In Merck & Cie v. Watson Laboratories, Inc., Nos. 15-2063, -2064 (Fed. Cir. May 13, 2016), the Federal Circuit found Merck’s patent invalid under the on-sale bar of 35 U.S.C. § 102(b) because Merck sent a particular fax to a vendor constituting a commercial offer for sale.

Applying traditional contract law principles, the Federal Circuit noted that the particular fax from Merck to a potential strategic partner, Weider, was a directed response to Weider’s request to purchase (not an unsolicited price quote); contained “all the required elements [including price, delivery, and payment terms] to qualify as a commercial offer for sale”; and was notably unqualified with the sender’s assurance to “arrange everything.” Merck’s failure to deliver was not dispositive because, according to the Court, Merck’s offer for sale, even if unconsummated, was sufficient to raise the on-sale bar.

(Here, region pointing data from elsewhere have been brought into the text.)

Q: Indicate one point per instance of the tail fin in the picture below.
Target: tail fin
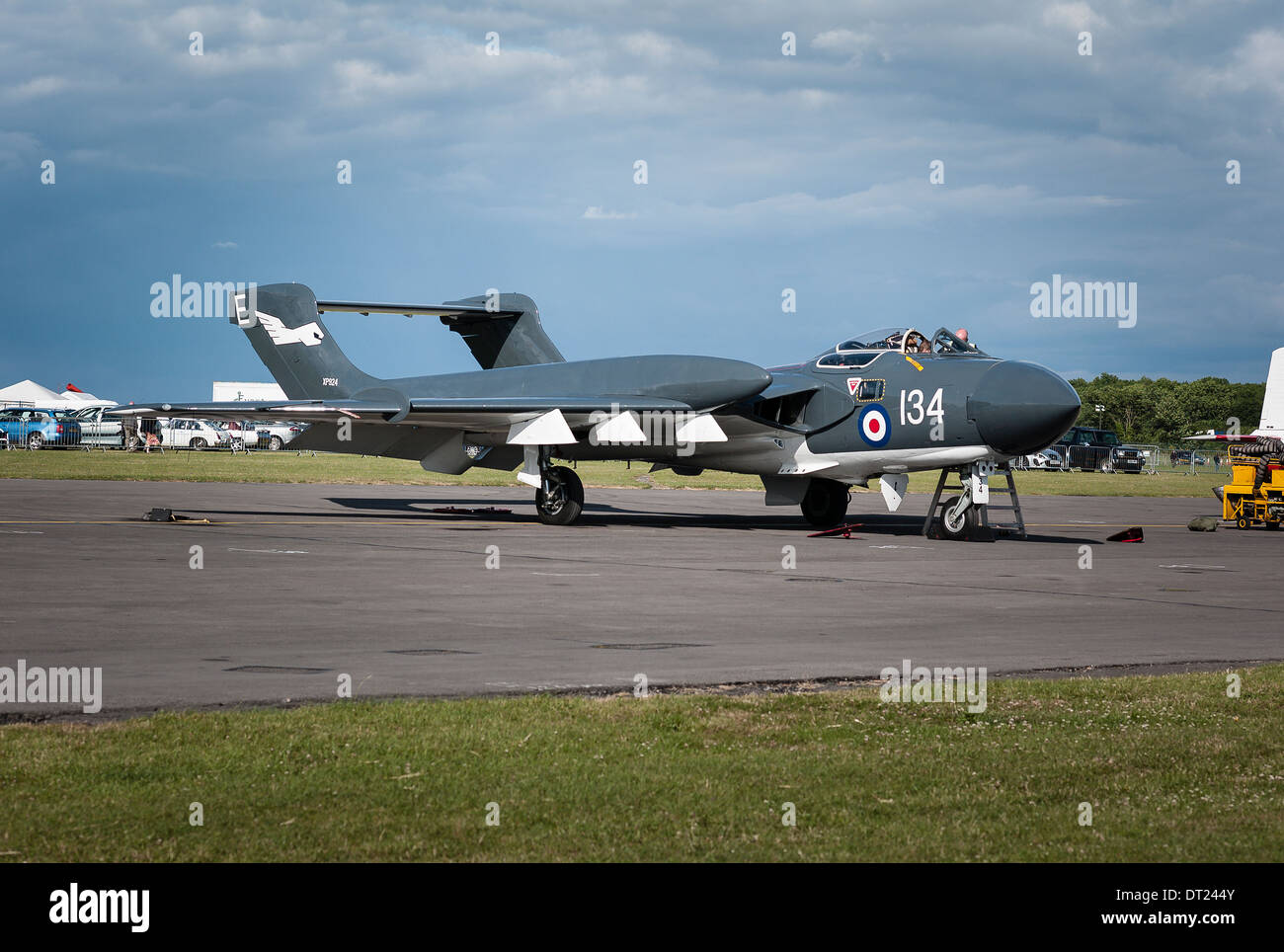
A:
(282, 324)
(510, 337)
(1272, 406)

The Court disagreed that the fax was indefinite for lacking important safety and liability terms. The record failed to show that the product is a “dangerous new drug”; the expert’s testimony failed to establish that including such safety and liability terms in an offer to sell was standard industry practice; and the conclusory testimony was contradicted by the unambiguous documentary record. Accordingly, the Court held the particular fax qualified as an invalidating offer for sale and reversed the district court’s validity holding.